Integrated analysis of DNA methylation and mRNA expression profiles to identify key genes in head and neck squamous cell carcinoma

Abstract

DNA methylation has been demonstrated to play significant roles in the etiology and pathogenesis of head and neck squamous cell carcinoma (HNSCC). In the present study, methylation microarray dataset (GSE87053) and gene expression microarray dataset (GSE23558) were downloaded from GEO database and analyzed through R language. A total of 255 hypermethylated-downregulated genes and 114 hypomethylated-upregulated genes were finally identified. Functional enrichment analyses were performed and a comprehensive protein-protein interaction (PPI) network was constructed. Subsequently, the top ten hub genes selected by Cytoscape software were subjected to further analyses. It was illustrated that the expression level of CSF2, CTLA4, ETS1, PIK3CD, and CFTR was intimately associated with HNSCC. Survival analysis suggested that CTLA4 and FGFR2 could serve as effective independent prognostic biomarkers for HNSCC patients. Overall, our study lay a groundwork for further investigation into the underlying molecular mechanisms in HNSCC carcinogenesis, providing potential biomarkers and therapeutic targets for HNSCC.
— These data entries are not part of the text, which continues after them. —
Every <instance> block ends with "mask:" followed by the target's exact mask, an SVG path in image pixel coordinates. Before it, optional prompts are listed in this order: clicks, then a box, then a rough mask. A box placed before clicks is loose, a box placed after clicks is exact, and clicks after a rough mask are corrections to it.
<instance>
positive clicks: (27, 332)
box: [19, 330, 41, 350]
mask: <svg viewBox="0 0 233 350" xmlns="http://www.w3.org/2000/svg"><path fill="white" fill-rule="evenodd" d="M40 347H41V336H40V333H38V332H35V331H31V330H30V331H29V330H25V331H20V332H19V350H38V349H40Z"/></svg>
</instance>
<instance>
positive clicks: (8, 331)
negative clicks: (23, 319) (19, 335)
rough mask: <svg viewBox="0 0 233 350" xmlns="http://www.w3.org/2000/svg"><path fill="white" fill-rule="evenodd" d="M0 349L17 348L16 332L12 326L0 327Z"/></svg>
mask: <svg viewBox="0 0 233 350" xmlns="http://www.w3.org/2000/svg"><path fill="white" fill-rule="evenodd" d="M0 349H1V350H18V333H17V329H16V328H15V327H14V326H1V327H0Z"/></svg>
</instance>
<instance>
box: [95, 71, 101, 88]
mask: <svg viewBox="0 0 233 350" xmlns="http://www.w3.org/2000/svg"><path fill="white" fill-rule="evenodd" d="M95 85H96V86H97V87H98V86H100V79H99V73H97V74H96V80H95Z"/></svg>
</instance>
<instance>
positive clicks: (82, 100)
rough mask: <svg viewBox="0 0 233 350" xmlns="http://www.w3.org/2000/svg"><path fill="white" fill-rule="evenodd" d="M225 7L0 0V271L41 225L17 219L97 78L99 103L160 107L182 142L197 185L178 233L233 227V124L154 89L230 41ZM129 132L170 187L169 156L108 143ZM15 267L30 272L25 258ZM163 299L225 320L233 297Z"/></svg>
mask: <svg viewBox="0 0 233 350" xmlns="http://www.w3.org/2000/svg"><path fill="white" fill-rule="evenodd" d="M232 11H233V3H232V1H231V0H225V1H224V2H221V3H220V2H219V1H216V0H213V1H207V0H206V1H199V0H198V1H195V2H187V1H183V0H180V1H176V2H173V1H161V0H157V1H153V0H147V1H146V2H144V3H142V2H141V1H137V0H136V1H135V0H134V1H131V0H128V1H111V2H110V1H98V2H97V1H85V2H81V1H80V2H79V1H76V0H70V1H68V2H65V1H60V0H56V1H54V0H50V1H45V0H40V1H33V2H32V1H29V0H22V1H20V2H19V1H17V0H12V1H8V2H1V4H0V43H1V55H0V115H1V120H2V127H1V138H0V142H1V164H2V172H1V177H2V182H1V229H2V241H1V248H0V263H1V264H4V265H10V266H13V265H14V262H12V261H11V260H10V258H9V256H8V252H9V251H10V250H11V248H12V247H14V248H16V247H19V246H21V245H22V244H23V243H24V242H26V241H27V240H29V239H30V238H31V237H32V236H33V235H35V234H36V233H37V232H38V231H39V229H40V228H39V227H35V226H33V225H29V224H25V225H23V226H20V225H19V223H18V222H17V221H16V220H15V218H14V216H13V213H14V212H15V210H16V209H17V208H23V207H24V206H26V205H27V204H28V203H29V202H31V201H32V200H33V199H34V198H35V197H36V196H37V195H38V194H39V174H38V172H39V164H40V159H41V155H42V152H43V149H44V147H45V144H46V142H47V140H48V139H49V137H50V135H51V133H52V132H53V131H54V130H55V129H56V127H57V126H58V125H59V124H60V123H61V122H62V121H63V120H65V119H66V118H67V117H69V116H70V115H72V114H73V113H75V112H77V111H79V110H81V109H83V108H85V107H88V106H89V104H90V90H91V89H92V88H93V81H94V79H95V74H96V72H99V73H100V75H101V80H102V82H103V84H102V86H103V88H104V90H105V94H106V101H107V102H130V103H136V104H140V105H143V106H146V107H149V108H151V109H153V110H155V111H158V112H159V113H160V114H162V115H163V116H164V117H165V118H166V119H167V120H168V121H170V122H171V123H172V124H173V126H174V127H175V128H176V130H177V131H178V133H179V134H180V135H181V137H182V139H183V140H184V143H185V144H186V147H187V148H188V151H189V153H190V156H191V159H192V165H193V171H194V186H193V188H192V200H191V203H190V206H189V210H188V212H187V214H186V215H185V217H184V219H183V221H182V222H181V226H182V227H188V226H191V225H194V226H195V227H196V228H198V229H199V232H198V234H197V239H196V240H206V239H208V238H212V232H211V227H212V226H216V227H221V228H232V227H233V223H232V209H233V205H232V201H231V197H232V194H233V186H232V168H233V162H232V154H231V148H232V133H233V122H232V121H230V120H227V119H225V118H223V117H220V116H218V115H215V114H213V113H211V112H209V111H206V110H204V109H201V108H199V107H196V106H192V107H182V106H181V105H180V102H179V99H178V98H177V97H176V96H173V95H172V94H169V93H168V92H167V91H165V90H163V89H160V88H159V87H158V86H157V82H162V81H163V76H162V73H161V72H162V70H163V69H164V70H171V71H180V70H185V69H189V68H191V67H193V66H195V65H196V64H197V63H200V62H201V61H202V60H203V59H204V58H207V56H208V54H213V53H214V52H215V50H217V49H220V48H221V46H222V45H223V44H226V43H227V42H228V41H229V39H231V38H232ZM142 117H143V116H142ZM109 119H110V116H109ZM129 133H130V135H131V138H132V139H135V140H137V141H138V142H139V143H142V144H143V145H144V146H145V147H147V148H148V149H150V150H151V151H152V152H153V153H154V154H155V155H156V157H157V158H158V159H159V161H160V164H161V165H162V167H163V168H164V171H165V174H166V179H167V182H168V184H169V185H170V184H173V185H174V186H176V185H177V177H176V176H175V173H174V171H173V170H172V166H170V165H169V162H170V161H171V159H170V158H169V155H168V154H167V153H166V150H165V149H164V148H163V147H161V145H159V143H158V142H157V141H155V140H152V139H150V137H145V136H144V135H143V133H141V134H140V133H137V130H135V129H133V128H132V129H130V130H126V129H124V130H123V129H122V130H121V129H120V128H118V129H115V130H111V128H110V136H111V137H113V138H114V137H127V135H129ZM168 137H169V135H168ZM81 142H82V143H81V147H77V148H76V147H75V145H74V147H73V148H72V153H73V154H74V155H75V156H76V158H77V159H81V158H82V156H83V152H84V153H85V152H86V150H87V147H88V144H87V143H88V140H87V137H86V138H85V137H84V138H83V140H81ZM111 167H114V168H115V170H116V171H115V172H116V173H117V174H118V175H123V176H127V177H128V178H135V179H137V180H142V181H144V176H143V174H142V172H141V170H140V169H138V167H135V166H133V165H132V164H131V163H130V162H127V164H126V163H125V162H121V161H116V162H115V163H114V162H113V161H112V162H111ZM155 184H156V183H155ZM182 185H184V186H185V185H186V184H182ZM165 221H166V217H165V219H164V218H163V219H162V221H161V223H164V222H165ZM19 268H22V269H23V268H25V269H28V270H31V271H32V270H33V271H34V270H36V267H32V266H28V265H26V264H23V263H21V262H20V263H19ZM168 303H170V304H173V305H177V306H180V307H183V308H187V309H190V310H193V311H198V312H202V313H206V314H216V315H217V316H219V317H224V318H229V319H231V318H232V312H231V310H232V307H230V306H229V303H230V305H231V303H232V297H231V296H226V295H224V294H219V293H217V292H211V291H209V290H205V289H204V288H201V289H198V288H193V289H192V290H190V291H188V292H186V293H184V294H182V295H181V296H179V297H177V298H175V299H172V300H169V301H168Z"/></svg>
Keywords: DNA methylation; GEO; PPI; biomarker; head and neck squamous cell carcinoma; prognosis.

Figure 1. Identification of aberrantly methylated-differentially expressed genes in methylation microarray dataset (GSE87053) and gene expression dataset (GSE23558)

(A) Venn diagram of both hypermethylated and down-regulated genes. (B) Venn diagram of both hypomethylated and up-regulated genes.

Figure 2. GO and KEGG pathway enrichment analysis of the aberrantly methylated-differentially expressed genes

(A) GO analysis of the aberrantly methylated-differentially expressed genes in biological process. (B) GO analysis of the aberrantly methylated-differentially expressed genes in cellular component. (C) GO analysis of the aberrantly methylated-differentially expressed genes in molecular function. (D) KEGG pathway analysis of the aberrantly methylated-differentially expressed genes.

Figure 3. Protein–protein interactions (PPI) network of aberrantly methylated-differentially expressed genes

Each node in the figure represents a protein and the edge between the nodes represents the interaction between the two proteins. The nodes with highest PPI scores were PIK3R1, CFTR, CSF2, GRM1, RUNX2, FGFR2, CTLA4, LYN, ETS1, and PIK3CD.

Figure 4. Gene module analysis and hub gene identification in the PPI network

(A–C) The three most significant modules were screened out by the Molecular Complex Detection (MCODE) plugin in Cytoscape software. (D) The top 10 hub genes with the most connected degrees were identified by the CytoHubba plugin in Cytoscape.

Figure 5. The transcription levels of the hub genes in HNSCC tissues and compared normal tissues were validated in GEPIA database

The threshold was set as P-value = 0.05 and |log2(FC)| = 1. *, P < 0.05.